White sharks are being spotted off the Pacific coast more than ever before. A 2014 study found that, at minimum, California’s shark population now exceeds 2,000. And the California Department of Fish and Wildlife reports that since 1950, there’s been at least 158 documented cases where a shark approached a person in the water, 44 of which occurred since 2010.
Those numbers are at best rough estimates — tracking shark encounters is an imperfect science largely reliant on first-hand reports. But members of Salesforce’s Einstein AI team and oceanographers at the University of California’s nonprofit Benioff Ocean Initiative say they’ve developed a better solution in a system that susses out great whites from drone footage.
The hope is that it’ll help keep beaches safer while encouraging a more informed public, according to Benioff Ocean Initiative Director and UCSB professor Douglas McCauley. “The benefit of drones is that you’ve got an eye in the sky to see more of the ocean,” he said in a statement. “It’s super cheap to fly up and down the beach. That’s the easy part. But what comes after is where AI becomes really valuable. Every hour of video footage requires an hour of a video analyst’s time. If you’re trying to gain insights in real time, that’s not efficient. That’s where computer vision really comes into play.”
The way McCauley explains it, the bulk of the work was motivated by the unknowns surrounding the uptick in shark sightings, particularly along the Santa Barbara shoreline. It’s been attributed to climate change, but additionally to legislation like The Clean Water Act of 1972 and the Magnuson-Stevens Act of 1976, which protect the sharks’ habitats and prevent against overfishing. With any luck, readily available up-to-date metrics will spur further study into the ecosystem’s bounceback.

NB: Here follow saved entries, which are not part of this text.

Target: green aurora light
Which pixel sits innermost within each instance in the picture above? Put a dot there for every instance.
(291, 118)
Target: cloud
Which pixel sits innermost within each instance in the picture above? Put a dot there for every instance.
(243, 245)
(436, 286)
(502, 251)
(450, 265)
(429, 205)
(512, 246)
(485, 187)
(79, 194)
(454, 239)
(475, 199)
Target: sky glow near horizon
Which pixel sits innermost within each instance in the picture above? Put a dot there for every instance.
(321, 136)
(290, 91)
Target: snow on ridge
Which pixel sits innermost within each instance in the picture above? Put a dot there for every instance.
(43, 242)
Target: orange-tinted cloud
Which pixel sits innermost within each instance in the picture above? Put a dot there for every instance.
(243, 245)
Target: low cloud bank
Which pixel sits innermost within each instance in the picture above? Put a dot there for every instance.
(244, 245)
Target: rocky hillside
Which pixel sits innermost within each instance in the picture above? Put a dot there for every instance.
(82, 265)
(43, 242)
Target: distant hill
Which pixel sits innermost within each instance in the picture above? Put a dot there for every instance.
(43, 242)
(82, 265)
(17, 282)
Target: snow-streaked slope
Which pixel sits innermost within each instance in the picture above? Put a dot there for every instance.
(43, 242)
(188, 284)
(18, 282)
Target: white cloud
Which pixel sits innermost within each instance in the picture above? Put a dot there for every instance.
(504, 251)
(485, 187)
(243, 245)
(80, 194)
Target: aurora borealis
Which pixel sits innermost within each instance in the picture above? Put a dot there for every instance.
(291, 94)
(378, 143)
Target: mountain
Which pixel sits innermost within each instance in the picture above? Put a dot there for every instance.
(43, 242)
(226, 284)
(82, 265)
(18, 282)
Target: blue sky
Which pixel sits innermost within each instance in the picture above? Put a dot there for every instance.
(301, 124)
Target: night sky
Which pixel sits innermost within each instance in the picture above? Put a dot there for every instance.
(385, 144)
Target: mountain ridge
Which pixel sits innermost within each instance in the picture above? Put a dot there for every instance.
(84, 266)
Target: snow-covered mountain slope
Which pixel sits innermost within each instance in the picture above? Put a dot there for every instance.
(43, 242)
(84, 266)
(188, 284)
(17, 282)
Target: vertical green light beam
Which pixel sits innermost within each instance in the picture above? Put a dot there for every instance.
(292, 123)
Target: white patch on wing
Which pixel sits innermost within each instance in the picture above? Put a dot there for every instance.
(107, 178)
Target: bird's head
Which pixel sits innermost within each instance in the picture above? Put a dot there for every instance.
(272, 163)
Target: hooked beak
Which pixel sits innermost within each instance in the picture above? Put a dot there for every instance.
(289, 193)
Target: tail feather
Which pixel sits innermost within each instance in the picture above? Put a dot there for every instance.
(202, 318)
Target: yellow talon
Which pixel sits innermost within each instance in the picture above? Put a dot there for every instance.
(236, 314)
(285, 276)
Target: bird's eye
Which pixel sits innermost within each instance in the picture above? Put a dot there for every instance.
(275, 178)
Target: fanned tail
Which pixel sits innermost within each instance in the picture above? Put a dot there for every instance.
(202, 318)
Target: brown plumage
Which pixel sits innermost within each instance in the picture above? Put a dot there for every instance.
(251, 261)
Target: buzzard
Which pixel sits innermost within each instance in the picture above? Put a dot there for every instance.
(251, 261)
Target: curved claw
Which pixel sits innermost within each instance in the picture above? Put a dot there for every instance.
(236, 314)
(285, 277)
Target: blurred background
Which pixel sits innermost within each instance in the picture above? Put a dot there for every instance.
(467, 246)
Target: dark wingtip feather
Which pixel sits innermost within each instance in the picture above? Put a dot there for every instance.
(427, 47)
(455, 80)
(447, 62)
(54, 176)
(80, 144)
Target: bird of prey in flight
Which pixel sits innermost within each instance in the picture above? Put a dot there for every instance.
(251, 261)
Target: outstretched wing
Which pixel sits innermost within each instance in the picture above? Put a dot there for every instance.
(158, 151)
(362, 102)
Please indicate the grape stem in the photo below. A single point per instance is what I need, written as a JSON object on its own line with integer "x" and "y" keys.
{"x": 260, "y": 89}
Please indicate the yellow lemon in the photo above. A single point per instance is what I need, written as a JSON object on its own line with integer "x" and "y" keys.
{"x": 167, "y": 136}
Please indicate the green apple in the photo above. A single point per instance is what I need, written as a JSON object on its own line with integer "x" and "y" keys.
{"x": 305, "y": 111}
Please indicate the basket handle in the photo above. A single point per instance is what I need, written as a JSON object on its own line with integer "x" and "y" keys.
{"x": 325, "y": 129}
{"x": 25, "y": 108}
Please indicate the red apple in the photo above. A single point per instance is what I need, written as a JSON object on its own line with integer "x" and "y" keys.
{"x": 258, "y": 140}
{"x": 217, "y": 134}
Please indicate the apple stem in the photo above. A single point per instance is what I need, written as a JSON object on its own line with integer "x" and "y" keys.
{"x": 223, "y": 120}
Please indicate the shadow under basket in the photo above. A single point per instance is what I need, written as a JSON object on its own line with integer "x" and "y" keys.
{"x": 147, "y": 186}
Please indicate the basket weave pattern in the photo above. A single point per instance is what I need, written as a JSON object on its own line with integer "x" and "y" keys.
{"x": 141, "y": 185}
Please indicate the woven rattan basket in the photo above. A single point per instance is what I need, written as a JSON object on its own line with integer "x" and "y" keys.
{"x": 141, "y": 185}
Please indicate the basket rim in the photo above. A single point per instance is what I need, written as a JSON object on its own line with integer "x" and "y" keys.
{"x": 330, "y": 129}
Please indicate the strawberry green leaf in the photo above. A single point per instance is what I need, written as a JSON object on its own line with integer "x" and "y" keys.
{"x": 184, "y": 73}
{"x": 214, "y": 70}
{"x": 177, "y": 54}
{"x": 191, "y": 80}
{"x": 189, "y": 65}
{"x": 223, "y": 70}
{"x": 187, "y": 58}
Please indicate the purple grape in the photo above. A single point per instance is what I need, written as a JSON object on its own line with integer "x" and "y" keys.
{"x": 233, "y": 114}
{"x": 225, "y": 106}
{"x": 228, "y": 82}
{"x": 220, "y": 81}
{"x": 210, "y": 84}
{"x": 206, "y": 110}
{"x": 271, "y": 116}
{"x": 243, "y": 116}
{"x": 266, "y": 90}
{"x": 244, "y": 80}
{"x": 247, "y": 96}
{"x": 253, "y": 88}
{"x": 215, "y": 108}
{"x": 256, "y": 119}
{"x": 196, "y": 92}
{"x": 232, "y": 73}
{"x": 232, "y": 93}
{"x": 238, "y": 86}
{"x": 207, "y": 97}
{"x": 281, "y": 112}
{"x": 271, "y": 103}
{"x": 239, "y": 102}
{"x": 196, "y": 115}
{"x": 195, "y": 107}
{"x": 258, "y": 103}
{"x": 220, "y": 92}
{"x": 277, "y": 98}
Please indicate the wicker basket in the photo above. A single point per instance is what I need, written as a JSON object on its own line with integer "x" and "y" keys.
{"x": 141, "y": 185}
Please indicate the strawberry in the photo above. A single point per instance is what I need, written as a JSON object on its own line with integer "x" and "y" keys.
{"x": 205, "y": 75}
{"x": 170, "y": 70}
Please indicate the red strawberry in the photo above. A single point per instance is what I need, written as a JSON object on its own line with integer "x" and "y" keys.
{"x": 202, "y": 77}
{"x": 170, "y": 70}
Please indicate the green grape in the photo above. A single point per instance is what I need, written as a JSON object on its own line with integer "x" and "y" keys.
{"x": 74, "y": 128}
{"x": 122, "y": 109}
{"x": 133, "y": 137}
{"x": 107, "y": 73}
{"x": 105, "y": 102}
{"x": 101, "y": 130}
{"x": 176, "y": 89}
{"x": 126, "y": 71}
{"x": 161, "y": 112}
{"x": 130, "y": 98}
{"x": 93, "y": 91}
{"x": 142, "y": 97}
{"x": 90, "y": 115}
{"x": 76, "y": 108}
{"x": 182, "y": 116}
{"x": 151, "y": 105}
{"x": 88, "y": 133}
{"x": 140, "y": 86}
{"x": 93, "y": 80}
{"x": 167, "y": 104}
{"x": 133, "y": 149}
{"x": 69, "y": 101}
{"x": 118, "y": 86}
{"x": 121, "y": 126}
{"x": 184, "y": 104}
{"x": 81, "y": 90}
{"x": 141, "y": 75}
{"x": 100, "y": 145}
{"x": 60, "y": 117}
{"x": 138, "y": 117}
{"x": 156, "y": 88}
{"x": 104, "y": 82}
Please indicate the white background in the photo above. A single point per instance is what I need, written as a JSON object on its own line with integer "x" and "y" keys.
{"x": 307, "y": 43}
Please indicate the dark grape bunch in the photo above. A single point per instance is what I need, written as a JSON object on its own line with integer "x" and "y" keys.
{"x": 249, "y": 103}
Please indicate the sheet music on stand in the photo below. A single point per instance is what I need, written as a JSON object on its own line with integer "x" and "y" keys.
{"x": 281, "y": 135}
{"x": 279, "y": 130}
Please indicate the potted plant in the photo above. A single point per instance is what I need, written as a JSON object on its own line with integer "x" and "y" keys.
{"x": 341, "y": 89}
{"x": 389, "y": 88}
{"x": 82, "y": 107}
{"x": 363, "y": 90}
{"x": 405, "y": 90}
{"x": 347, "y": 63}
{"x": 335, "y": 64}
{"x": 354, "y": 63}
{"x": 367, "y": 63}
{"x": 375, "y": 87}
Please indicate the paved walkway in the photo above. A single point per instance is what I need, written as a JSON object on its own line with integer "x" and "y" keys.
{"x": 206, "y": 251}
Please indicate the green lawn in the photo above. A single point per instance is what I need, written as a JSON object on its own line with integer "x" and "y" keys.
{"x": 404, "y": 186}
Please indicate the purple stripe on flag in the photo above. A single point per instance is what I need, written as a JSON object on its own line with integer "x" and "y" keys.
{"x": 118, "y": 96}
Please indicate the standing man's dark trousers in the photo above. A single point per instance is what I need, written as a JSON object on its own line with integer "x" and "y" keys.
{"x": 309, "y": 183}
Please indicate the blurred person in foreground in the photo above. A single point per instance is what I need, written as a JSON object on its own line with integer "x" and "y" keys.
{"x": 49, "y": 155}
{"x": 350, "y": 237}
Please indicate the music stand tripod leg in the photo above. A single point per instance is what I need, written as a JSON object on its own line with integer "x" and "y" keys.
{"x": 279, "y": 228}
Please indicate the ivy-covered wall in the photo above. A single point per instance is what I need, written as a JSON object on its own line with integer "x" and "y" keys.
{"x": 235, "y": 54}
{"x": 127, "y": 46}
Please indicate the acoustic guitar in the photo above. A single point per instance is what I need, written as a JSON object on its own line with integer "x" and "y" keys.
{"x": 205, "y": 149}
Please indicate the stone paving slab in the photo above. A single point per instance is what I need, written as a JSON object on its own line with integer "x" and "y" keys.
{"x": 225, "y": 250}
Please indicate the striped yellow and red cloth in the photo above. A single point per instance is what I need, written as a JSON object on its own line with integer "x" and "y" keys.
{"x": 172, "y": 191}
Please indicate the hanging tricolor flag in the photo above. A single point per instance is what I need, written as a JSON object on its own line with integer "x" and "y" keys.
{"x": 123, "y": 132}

Earlier this year, McCauley teamed up with Salesforce chief scientist Richard Socher, San Diego State Associate Professor of Computer Science Xiaobai Liu, and Salesforce Director of Research Michael “MJ” Jones to investigate how AI might be used to detect the presence of sharks in coastal waters. Rather than pursue a custom solution, they decided to bootstrap Einstein Vision, Salesforce’s visual search and product identification service, to process drone video and automatically identify sharks by their unique attributes.
They built a workflow for video capturing and processing around the Einstein Vision-powered framework, dubbed Project SharkEye, and they recruited students from the University of California Santa Barbara to film a 10-mile stretch of the coastline with a fleet of drones. The footage they collected served as a training corpus for SharkEye’s underlying AI models, enabling it to differentiate among shark species, non-shark objects, and previously sighted sharks.
McCauley envisions AI-powered autonomous drones deployed at every lifeguard tower in Santa Barbara, which would make flights and deliver data not only regarding sharks but other hazards Einstein Vision could be trained to recognize (like riptide and signs of pollution). In the near term, the Salesforce and Benioff Ocean Initiative plans to offer an adapted version of the Salesforce Field Service Lightning mobile app — an app typically used for onsite job management
and access to scheduling and knowledge bases — to surf school teachers, marine biologists, and others who’ll be able to quickly check how many sharks were spotted at any given time and where.
“This application is unique because we’ve had the privilege of building it hand in hand with our community partners,” said McCauley. “For us, it was a fantastic opportunity to apply AI to not only capture data of value to shark researchers, but to also be able to try to be helpful to our community by sharing that data.”
McCauley believes that by delivering this sort of information to stakeholders, it might shed light on a species that’s traditionally misunderstood, like where they’re swimming (and why) and their behavior and feeding patterns. He points out that sharks remain a vulnerable species only one step up from endangered status; according to the International Union for Conservation of Nature analysts, 14.4% of the approximately 470 species of sharks are considered “near threatened,” meaning they’re endangered of becoming extinct in the near future.
“Lifeguards do a superb job of protecting all of us when we head to the beach,” added McCauley. “But they are constantly on the lookout for next-gen tools and technologies to help them better assess the situation at their beaches. AI could very well be one of those new tools.”